Beim Abschnitt 7 zwischen Ehra und Wolfsburg moniert der BUND konkret, dass
die Folgen für das Weltklima nicht geprüft sowie das
Flora-Fauna-Habitat-Gebiet Vogelmoor in den Plänen nicht richtig abgegrenzt
worden sei. „Es fehlen nach wie vor belastbare Angaben zur Chloridbelastung
zahlreicher Gewässerarten im Einzugsbereich der Kleinen Aller“, sagt
Manfred Michel, Vorsitzender der BUND-Gruppe Gifhorn.
Vom Stand des Planverfahrens her ist der Abschnitt Ehra – Wolfsburg am
weitesten unter den insgesamt sieben Bauabschnitten gediehen.
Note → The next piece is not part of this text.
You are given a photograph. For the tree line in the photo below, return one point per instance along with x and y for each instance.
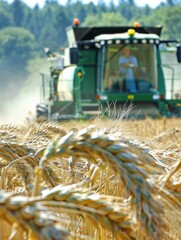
(25, 31)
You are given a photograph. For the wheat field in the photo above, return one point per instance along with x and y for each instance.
(96, 179)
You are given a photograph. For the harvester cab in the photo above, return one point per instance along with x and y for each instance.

Ob die
Bundesregierung das Geld für die Autobahn bereitstellt, ist jedoch
ungewiss. Sie findet sich nicht in der [3][Liste der 144 Autobahnprojekte],
die im März 2023 als von „überragendem öffentlichen Interesse“ eingestuft
wurden. Die Liste ermöglicht es, dass die Gerichte mögliche Klagen gegen
diese Vorhaben prioritär behandeln. Kleinere Mängel sollen nicht mehr zu
einem gerichtlichen Stopp des Projekts führen.
Für den [4][planfestgestellten Abschnitt 7] hat Wirtschaftsminister Lies
mitgeteilt, dass er auf den sofortigen Baubeginn vorerst verzichte. Damit
erübrige es sich für die Kläger gegen die A39 unter Führung des BUND, ein
einstweiliges Rechtsschutzverfahren anzustrengen, um den Bau zu stoppen.
„Das hilft, die Gerichte zu entlasten“, teilte Lies mit. Die Klage wird
also nur in einem Hauptverfahren abschließend verhandelt.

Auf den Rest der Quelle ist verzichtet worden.